Tuesday, October 09, 2018

Wielding Vulnerability as a Weapon


A weekly post from my childhood to grown-up friend Carrie ~ 
sharing her awesome life and her desire to have community while doing it!


Happy TribeLife Tuesday! 

If this is your first time here, Welcome to our Tribe! We are a group of humans gathering each week to share life, inspire one another, and each of us is boldly choosing to become a difference maker in our world. 

Today I want you to pull up a chair, take a deep breath, and come find rest. Here. Right here. On this page. Over the years and through many conversations with some of my most amazing friends I have seen this frantic need for self preservation when relationships get tough. I’ve been there myself. When the vulnerability sirens start blaring, our natural instinct kicks in - SURVIVE - PROTECT! The somewhat natural tendency in shutting down emotionally and putting distance between you and said friend, partner, or family member can sometimes be alarming—but today I want to sit right there with you. 

How do we stay vulnerable in the midst of pain, hurt, shame, turmoil, and the everyday?

I’ll start with me. For a long time I had confused openness with vulnerability. I have always been a very open person. I don’t fear personal questions. If you ask me anything, 9.5 times out of 10 I am going to answer you—and I used to think that was vulnerability. But it’s not. For example, I would share with you how my husband and I have tried to conceive a child for 10 years and that we are still on that journey, but what I wouldn’t tell you is that we have started the adoption process with 3 different agencies over the years and heard from 2 of those 3 agencies that “we were not accepted” without explanation. You see, that’s the vulnerable part. Not only are unqualified physically, but now we’re labeled that as well. So therein lies this insufficiency—my insufficiency—which causes me to protect that part of my life. It’s self-preservation. 

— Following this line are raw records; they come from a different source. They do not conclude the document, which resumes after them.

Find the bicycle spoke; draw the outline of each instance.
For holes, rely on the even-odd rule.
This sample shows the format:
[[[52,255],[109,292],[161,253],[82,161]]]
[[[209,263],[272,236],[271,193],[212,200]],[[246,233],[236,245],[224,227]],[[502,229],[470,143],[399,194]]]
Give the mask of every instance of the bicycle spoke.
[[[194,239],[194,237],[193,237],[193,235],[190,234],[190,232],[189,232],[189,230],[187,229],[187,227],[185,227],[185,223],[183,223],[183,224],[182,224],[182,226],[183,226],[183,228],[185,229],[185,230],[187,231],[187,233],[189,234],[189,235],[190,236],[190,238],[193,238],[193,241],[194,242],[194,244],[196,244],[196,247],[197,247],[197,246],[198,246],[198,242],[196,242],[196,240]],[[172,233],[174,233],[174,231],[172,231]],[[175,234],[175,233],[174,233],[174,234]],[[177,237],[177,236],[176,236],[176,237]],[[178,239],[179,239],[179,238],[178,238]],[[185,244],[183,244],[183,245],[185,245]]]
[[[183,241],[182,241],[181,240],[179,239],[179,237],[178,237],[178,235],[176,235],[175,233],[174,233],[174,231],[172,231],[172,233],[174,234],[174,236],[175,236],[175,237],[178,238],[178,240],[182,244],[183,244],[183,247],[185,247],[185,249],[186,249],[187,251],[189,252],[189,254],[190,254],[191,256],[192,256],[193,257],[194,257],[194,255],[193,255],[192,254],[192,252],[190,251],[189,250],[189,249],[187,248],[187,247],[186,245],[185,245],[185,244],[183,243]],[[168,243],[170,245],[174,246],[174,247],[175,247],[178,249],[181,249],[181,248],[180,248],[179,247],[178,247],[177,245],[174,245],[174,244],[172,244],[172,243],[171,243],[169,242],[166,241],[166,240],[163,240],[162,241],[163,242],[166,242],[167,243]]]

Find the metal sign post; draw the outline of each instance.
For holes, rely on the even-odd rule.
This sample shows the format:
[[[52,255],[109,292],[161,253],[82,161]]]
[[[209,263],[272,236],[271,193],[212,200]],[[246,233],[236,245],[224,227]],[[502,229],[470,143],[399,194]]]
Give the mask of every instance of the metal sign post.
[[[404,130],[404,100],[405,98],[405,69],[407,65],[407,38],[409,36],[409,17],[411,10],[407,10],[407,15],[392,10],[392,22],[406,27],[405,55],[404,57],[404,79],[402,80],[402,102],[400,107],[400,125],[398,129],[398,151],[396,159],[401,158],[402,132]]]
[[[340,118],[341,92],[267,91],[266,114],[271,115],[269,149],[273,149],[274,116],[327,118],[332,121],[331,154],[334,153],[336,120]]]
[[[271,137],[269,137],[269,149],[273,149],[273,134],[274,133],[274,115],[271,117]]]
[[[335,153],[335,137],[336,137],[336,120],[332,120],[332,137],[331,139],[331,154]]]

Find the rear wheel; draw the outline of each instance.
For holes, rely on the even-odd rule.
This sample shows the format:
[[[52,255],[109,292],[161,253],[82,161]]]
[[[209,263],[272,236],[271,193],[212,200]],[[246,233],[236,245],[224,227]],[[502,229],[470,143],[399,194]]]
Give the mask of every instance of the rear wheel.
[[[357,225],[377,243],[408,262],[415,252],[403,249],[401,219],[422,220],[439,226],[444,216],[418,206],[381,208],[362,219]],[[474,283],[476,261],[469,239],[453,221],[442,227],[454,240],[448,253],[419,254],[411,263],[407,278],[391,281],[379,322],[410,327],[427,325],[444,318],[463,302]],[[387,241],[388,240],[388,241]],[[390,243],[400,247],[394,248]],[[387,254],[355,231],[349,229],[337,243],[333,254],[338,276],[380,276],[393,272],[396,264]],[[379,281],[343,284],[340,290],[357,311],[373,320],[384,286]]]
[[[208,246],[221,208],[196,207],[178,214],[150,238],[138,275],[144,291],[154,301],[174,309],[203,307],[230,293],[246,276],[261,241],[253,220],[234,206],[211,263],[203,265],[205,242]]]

The process of adoption is having your life scoured to see if you meet the standard. Please hear me, I believe in the process, I understand it, I appreciate it, and it’s necessary. None the less, in my “case,” showing up vulnerably means starting this process again, when I’ve already been disappointed and rejected (more than once). It means not ALWAYS hiding behind the generality of infertility. It’s accepting this precious gift of vulnerability as a sword, my weapon to brandish. It’s powerful, heavy, sharp and not to be wielded frivolously.  

Let’s rest here for a minute on the fact that vulnerability is a weapon which you may wield. In one of the pieces I wrote a while back called Relationships, Risky Business, I stated, "vulnerability levels the playing field” and I want to expand on that a little more. Being willing to let someone in emotionally (which is all that vulnerability is) is an exposure of a tender part of yourself, meaning that you are willing to relinquish your power and lay down your weapon. This is the stuff that grows us, it puts the humanity back into living. 

Many times we want a guarantee that the other person will do the same with their sword, that they will lay it down. But having a guarantee defeats the purpose of being vulnerable. Walking into the ring, bare, with only your sword makes you so freaking powerful. It's at that point where it is no longer about self-preservation, but about how strong you really are. 

Tribe, I know this is much easier said then done. I know this because I have been in the ring many times, sometimes wielding my weapon for protection and sometimes laying it down despite the outcome. This is not a one time only type of thing. It’s choice you make continually, in every relationship, with every person you find yourself in the ring with. 

So I ask you today, How are you doing with your vulnerability?